Situation in Europe is often reported in misleading ways. Everybody calls it "housing crisis" - but we do not have millions of homeless roaming the street. It is actually a "moving crisis" - people want to move to nicer places but can't afford it. I.e. here in Germany, we have close to 1M perfectly habitable empty flats/houses - but they are in rural areas or the countryside. Indeed there is high demand for urban areas and cities, at the same time rural villages struggle to find and retain their population because everybody (especially younger people) move to the city. You might have heard of those italian villages offering houses for 1€, just to attract families and keep those villages alive.
If you can't get a job in arschfick nowhere then it doesn't matter there are a million houses there, because you can't afford them because you need a job for that. Never mind people have family, friends, children (with friends, school, etc.) and things like that.
"Need to live near jobs" is a good point. People forget how mobile our society has become compared to our grand-parents generation. Nowadays you have the possibility to get your "dream job" and move for it wherever you want. Your grand-parents most likely took the first best job and career available in the area, not thinking about "self fulfilment" in their careers. In a lot of cases you do not need to move to have a job, but we rather want to be a software engineer in a Hotshot Company in a "culture rich city" rather than a farmer in your rural home town.
That's because a house 100km away from the nearest job is not cheap. Even rural area houses are very expensive compared to what jobs in those rural areas pay.

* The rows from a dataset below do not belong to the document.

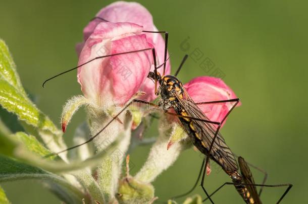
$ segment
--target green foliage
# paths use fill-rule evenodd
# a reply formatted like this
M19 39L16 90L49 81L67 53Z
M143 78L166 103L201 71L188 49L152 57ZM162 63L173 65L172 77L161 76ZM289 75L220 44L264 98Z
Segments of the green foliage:
M0 163L2 164L0 166L0 182L40 179L44 182L50 181L61 184L69 191L69 193L72 195L71 197L74 198L75 202L80 200L82 197L85 196L82 196L83 193L81 189L76 188L56 174L1 155Z
M4 190L0 186L0 204L9 204L10 202L6 195Z

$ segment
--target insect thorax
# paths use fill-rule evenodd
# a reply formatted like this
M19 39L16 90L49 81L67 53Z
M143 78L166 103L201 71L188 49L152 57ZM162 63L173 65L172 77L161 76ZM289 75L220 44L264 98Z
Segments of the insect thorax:
M162 77L159 83L158 93L161 97L160 105L165 111L171 107L176 109L178 105L177 96L183 97L184 90L182 83L172 75Z

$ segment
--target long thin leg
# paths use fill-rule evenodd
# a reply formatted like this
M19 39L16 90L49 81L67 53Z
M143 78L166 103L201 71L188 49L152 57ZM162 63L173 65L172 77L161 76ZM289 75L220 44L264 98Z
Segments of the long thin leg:
M212 203L213 203L213 204L214 204L214 202L211 199L211 198L209 196L209 194L208 194L208 192L207 192L207 191L206 190L205 188L203 186L204 178L205 178L205 176L206 176L206 170L207 170L207 169L206 169L207 167L206 167L208 166L208 163L209 163L209 160L210 160L210 155L211 155L211 152L212 151L212 149L213 149L213 145L214 144L214 142L215 141L215 139L216 139L216 138L217 137L217 135L218 134L218 132L219 131L219 129L220 129L220 127L221 127L221 124L224 122L224 121L225 121L226 118L227 118L227 117L231 112L232 110L233 110L233 109L235 107L235 106L236 106L236 105L237 105L237 104L239 102L239 100L237 100L235 102L235 103L232 106L231 108L229 110L229 111L226 114L226 115L225 115L225 117L224 117L224 118L223 118L223 119L221 121L221 122L220 122L220 124L218 125L218 127L217 127L217 129L216 130L216 132L215 132L215 135L214 135L214 138L213 139L213 141L212 141L212 143L211 144L211 146L210 146L210 149L209 150L208 155L207 157L207 160L206 161L206 165L205 165L206 167L205 167L205 168L204 168L204 169L203 170L203 175L202 175L202 180L201 181L201 186L202 187L202 188L203 189L203 191L204 191L204 192L206 193L206 194L208 196L208 197L210 199L210 200L211 200Z
M218 188L217 188L216 190L215 190L213 193L212 193L211 194L211 195L210 195L210 197L211 197L212 195L213 195L214 194L215 194L216 192L217 192L219 190L220 190L225 185L233 185L234 184L239 185L238 184L236 184L236 183L232 183L232 182L225 182L225 183L224 183L223 184L221 185ZM281 200L282 200L282 199L285 196L285 195L287 194L287 193L288 193L288 192L289 192L289 191L290 190L291 188L292 188L292 186L293 186L292 184L289 184L289 183L282 184L277 184L277 185L265 185L265 184L254 184L241 183L239 185L252 185L252 186L262 186L262 187L282 187L282 186L288 186L288 188L284 191L284 192L283 193L283 194L282 194L281 197L280 197L280 198L279 198L279 199L278 200L277 202L276 202L276 203L277 203L277 204L280 203L281 201ZM204 199L204 200L203 200L203 201L204 201L207 200L208 198L209 198L209 197Z
M181 69L182 69L182 66L183 66L183 64L184 64L184 63L185 62L185 61L186 60L186 59L187 59L188 57L188 54L185 55L185 56L183 58L183 59L182 59L182 62L181 62L181 64L180 64L180 65L179 66L179 68L178 68L178 70L176 71L176 72L175 72L175 74L174 74L175 77L176 77L177 76L178 76L178 75L179 74L179 73L180 72L180 71L181 70Z
M76 69L78 69L78 68L79 68L79 67L80 67L81 66L82 66L86 64L87 64L88 63L90 63L91 61L94 61L94 60L95 60L96 59L100 59L100 58L102 58L109 57L111 57L111 56L113 56L119 55L121 55L121 54L129 54L129 53L134 53L134 52L142 52L142 51L146 51L146 50L153 50L153 52L154 53L155 53L155 49L150 48L142 49L140 49L140 50L138 50L130 51L128 51L128 52L118 53L116 53L116 54L108 54L108 55L107 55L99 56L93 58L93 59L90 59L89 61L88 61L83 63L82 64L80 64L80 65L79 65L78 66L76 66L76 67L75 67L74 68L72 68L72 69L71 69L70 70L67 70L67 71L66 71L65 72L62 72L62 73L61 73L60 74L57 74L57 75L55 75L55 76L53 76L52 77L50 77L50 78L47 79L47 80L45 80L45 81L43 83L42 86L43 86L43 87L44 87L44 86L45 84L46 84L46 83L47 82L48 82L48 81L51 80L53 79L54 79L54 78L56 78L57 77L59 77L60 75L64 75L64 74L65 74L66 73L67 73L69 72L71 72L71 71L73 71L74 70L76 70ZM155 58L154 59L156 59L156 58ZM155 63L156 63L156 60L154 60L154 61L155 61Z
M206 160L204 159L203 159L202 161L202 165L201 165L201 168L200 169L200 171L199 171L199 174L198 175L198 177L197 178L197 180L195 182L192 188L191 188L191 189L190 190L189 190L187 192L185 192L185 193L183 193L180 195L176 195L176 196L173 197L172 198L173 199L177 199L179 197L183 197L185 195L187 195L188 194L190 193L191 192L192 192L193 191L193 190L194 190L194 189L197 186L197 185L198 185L198 183L199 182L199 180L200 180L200 177L201 177L201 174L202 173L202 170L203 170L203 166L204 165L205 161Z
M212 103L226 103L228 102L237 102L239 101L239 98L234 98L232 99L228 99L228 100L222 100L220 101L206 101L200 103L195 103L196 105L204 105L204 104L209 104Z
M152 103L150 103L150 102L147 102L147 101L142 101L142 100L141 100L134 99L134 100L131 101L131 102L130 102L129 103L128 103L125 106L124 106L124 107L123 108L122 108L120 111L120 112L119 112L116 115L115 115L114 117L113 117L112 119L111 119L109 121L109 122L108 122L108 123L100 130L99 130L97 133L96 133L93 136L92 136L91 138L90 138L90 139L88 141L86 141L86 142L84 142L83 143L80 144L79 145L75 145L74 146L71 147L70 147L69 148L68 148L68 149L67 149L66 150L62 150L62 151L60 151L59 152L49 154L49 155L46 155L46 156L45 156L45 157L48 158L48 157L49 157L52 156L58 155L59 154L60 154L60 153L62 153L63 152L66 152L66 151L72 150L73 149L76 148L77 148L78 147L80 147L80 146L81 146L82 145L83 145L84 144L87 144L88 143L90 142L93 140L94 140L96 137L97 137L102 131L103 131L107 127L107 126L110 123L111 123L114 120L116 120L117 119L117 118L118 118L118 117L120 115L120 114L121 114L124 111L125 111L126 109L126 108L127 108L127 107L128 106L129 106L132 104L132 103L133 103L133 102L142 103L148 104L148 105L151 105L151 106L154 106L154 107L155 107L156 108L158 108L158 106L157 105L154 104L153 104ZM218 123L217 122L214 122L214 121L211 121L210 120L203 120L203 119L200 119L200 118L194 118L194 117L192 117L184 116L183 116L183 115L178 115L178 114L175 114L175 113L171 113L171 112L166 112L166 113L172 115L175 115L175 116L178 116L178 117L183 117L183 118L189 118L189 119L192 119L192 120L200 120L200 121L203 121L203 122L208 122L208 123L212 123L212 124L218 124L219 123Z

This makes them even more of a trap. The rents will go up. And yet, even more jobs will leave those places. And then you haven't saved up, because the amounts were tiny
In brief, too many USD printed since 2008 (especially the Covid money printer), that percolated into certain jobs/professions – and lead to highly inflated asset prices.
These things are worth what they always were, FIAT currencies have lost value.
The strange thing is that while I definitely see it happening in many places around the world, not all the causes are the same. I think @moralestapia has it right: massive inflation is likely a root cause.
I recall a thread from someone from South America in the Slovenia subreddit, where they said they wanted to move to Europe because it's impossible to afford a home where they currently live. The response was basically "yeah, welcome to the club pal".
It's definitely a global issue, rising population mixed with late stage capitalism.